August 21, 2011:  Jonathan Silver, a political appointee who oversaw the Energy Department’s $38 billion program: “Don’t ever send an email on doe email with a personal email addresses,” Silver wrote Aug. 21, 2011, from his personal account to a program official’s private Gmail account. “That makes them subpoenable.”
August 26, 2011:  Senior Argonaut advisor emails colleagues stating that further investment in Solyndra is "dependent on the Prologis order..."  Another Argonaut offical responds: "[Will] DoE put pressure on Prologis to sign?" 
August 26, 2011:  One high ranking energy official in the White House warns shortly before Solyndra's bankruptcy that what's coming is a "*#~@ show" and "a mess."
August 28, 2011:  After considering additional bailout money, DoE officially rejects refinancing plan.
August 29, 2011:  Heather Zichal, a senior energy policy aide, and Deputy OMB Director Jeffrey Zients brief other officials on Solyndra's collapse, including Domestic Policy Council Director Melody Barnes and Nancy-Ann DeParle, another senior adviser to the president.
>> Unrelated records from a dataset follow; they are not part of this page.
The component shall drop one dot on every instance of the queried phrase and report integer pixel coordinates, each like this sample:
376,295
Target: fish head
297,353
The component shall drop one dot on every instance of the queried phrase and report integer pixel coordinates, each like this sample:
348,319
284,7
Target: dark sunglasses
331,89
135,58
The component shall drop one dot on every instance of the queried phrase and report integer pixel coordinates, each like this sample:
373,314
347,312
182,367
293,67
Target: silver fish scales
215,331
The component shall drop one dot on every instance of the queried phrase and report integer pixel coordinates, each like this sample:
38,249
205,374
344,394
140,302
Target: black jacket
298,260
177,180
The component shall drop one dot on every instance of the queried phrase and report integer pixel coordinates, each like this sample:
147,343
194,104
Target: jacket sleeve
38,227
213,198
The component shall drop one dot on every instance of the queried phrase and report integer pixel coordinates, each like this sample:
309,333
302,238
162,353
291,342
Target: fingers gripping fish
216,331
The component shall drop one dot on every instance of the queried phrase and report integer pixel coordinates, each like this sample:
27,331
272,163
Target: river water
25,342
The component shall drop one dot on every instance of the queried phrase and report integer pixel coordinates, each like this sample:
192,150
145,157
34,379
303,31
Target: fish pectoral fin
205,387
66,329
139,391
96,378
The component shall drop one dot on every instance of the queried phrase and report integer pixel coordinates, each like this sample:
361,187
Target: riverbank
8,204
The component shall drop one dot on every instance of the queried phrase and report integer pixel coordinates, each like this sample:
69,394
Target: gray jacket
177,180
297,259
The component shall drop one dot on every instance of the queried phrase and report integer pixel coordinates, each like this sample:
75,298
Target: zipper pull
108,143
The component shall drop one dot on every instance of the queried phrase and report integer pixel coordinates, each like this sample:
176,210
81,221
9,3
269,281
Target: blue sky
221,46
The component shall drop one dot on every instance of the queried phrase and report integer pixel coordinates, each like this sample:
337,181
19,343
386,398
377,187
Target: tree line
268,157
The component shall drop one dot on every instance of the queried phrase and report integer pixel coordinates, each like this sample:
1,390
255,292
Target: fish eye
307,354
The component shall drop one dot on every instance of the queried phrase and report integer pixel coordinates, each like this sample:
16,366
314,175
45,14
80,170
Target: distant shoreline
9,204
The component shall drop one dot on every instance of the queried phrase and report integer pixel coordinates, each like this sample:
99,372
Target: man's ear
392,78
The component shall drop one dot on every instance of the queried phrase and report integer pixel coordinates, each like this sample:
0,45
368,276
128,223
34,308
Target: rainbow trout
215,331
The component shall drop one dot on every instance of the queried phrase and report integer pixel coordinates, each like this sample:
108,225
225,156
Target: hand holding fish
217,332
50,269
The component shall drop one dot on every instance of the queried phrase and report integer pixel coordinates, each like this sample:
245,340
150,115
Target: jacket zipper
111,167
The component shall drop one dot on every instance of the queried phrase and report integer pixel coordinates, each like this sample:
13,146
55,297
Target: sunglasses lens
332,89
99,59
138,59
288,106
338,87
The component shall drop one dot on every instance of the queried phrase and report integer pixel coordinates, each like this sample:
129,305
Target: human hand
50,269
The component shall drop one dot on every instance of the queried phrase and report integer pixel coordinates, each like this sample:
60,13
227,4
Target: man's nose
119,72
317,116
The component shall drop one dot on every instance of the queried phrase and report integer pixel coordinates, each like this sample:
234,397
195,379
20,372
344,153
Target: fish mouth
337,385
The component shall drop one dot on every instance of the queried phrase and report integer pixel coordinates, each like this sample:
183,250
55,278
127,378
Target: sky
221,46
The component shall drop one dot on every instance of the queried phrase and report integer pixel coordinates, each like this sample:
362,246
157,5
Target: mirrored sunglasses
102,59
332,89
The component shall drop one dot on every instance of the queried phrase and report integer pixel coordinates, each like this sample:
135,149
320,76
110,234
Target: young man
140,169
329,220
end of August 2011:  White House memo: OMB [Office of Management and Budget], DPC [Domestic Policy Council] and NEC [National Economic Council] have been working with press and OLA [Office of Legal Affairs] to be prepared for this news to break.
August 31, 2011:  Solyndra shuts its doors and announces its intent to file for Chapter 11 bankruptcy.
September 6, 2011: FBI raids Solyndra headquarters seizing files and computer records.
September 2011:  The California Democratic Party is listed as a creditor that is owed money on Solyndra's bankruptcy creditors list.
September 30, 2011:  DoE finalizes commitment for Project Amp [see June 22, 2011] on the deadline for awarding Recovery Act stimulus funds.

January 19, 2012:  Solyndra is caught destroying brand new parts.

August 6,2013: Report: GreenTech courted Obama’s Solyndra aide.